After this is accomplished you can bore out the drill points using a quarter inch bit and a stop collar set just a tad deeper than the height of an insert. Remember you want the insert to be flush with the ski or a tad depressed, and you’ll be sticking a big glob of epoxy into the whole before you finish.
|1/4″ bit, stop collar, and some fortunate Exacto blade.|
Once you’ve bored out all of the holes you need to tap them so that the outer threads of the inserts have something to hang onto. This is done with a 5/16″ bottom tap. Be sure not to crank down too hard or you’ll start to poke into the P-Tex.

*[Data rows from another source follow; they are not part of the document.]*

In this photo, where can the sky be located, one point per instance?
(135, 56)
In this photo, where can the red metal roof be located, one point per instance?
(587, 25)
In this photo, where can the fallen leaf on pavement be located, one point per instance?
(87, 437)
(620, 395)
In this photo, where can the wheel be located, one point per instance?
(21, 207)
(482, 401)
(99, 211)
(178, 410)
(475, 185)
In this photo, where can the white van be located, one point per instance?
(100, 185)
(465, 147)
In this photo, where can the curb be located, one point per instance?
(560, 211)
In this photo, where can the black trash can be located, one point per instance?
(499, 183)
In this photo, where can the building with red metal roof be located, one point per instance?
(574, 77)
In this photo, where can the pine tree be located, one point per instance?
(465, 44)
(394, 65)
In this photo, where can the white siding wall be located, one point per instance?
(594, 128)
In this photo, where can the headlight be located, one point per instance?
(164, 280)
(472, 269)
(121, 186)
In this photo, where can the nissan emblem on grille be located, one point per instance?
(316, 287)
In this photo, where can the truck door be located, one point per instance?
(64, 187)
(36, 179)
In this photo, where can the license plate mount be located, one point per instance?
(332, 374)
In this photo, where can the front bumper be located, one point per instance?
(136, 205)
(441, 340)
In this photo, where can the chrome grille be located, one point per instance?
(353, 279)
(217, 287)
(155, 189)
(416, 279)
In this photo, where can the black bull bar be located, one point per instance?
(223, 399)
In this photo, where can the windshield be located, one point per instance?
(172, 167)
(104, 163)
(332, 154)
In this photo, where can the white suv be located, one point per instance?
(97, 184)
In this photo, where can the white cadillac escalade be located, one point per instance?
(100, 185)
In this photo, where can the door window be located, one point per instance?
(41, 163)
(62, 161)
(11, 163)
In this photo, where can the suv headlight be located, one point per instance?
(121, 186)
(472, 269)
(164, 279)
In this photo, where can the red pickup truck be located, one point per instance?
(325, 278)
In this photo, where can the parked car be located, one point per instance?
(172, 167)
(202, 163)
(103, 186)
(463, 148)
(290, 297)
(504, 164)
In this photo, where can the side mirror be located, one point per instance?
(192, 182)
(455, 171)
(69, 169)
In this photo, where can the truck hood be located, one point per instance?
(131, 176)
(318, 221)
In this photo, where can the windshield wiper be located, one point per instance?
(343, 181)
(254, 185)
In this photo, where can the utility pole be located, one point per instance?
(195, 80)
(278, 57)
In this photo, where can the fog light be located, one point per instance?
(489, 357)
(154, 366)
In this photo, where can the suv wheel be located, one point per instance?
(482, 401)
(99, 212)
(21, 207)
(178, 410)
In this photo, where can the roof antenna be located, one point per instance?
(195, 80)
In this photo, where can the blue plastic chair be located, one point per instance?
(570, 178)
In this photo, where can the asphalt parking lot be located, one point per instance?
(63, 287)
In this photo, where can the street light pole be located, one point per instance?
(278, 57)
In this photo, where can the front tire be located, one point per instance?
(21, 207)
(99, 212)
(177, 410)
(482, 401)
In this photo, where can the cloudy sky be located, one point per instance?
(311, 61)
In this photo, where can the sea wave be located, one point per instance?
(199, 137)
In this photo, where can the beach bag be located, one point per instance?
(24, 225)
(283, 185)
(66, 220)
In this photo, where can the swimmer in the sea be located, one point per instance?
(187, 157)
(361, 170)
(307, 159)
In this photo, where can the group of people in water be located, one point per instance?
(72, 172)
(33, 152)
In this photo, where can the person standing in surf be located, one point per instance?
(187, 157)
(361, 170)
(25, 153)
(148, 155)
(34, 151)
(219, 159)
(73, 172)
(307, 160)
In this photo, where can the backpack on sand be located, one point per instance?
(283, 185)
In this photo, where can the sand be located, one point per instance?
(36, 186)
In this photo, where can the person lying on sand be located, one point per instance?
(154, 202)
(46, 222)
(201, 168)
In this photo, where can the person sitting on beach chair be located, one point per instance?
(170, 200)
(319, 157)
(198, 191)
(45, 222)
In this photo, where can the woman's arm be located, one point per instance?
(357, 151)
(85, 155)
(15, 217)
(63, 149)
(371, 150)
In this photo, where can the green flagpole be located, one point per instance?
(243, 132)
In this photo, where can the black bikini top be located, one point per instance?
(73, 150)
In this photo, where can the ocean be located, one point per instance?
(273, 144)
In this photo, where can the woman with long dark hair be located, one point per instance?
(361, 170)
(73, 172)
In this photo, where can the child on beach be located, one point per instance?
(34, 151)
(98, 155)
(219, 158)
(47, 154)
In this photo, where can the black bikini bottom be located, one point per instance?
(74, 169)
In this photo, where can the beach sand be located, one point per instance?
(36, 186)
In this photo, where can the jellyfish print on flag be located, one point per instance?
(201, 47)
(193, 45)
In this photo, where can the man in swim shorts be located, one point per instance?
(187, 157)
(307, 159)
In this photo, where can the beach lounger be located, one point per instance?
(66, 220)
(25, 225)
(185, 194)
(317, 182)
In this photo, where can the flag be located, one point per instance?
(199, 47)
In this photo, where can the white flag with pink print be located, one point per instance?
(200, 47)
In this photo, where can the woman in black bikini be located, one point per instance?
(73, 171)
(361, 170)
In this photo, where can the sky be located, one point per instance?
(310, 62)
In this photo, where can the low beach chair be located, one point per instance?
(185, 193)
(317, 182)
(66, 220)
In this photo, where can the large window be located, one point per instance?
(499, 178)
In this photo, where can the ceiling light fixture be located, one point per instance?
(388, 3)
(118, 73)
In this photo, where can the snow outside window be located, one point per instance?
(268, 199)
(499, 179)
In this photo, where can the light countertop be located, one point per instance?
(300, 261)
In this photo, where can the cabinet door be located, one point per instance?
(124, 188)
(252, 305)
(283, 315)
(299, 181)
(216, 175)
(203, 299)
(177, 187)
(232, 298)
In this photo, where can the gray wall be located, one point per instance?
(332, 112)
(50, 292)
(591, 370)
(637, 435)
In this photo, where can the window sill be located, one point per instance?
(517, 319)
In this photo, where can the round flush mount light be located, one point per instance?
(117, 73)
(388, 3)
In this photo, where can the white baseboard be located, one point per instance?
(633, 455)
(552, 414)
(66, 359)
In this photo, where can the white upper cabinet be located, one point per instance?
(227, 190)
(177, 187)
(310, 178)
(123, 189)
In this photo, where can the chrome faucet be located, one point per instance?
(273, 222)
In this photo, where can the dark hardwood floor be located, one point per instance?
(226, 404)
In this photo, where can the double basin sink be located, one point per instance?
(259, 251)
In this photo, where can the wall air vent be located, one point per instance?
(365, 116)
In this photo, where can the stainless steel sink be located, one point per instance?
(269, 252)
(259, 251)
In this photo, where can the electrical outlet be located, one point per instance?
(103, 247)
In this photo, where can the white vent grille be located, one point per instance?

|Bottom tap and tap handle. Try to aim straight down!|
|Setting an insert.|
Once all of the holes are tapped you can begin to set the inserts. Be sure that the inserts are free of any machining oils by bathing them in rubbing alcohol. Next shoot a dollop of 24 hour epoxy into the hole. The main point of the epoxy, beyond fastening the insert is to waterproof the core of the ski. The Quiver Killers come with a special ‘installation tool.’ The installation tool consists of an inch long M5 bold with two hex nuts on the bottom. Twist an insert onto the bottom of the M5 bold and lower the two hex nuts so that all three pieces are in contact. The friction will cause the entire assembly to be a static unit. You can then use a number 2 Phillips head screw driver to set the Quiver Killer into the hole. The bottom hex nut will act as a guide stopping the insert once it’s in place. Using an opened ended hex wrench, back the two nuts away from the insert, relieving the friction. You can then back the M5 bolt out of the insert without taking the insert with you. Using a paper towel with some rubbing alcohol (or similar) wipe away any excess epoxy. Do this like a million or so more times and BAM, you’re done! Go ahead and plop your bindings over your new inserts and crank the M5 screws into your skis.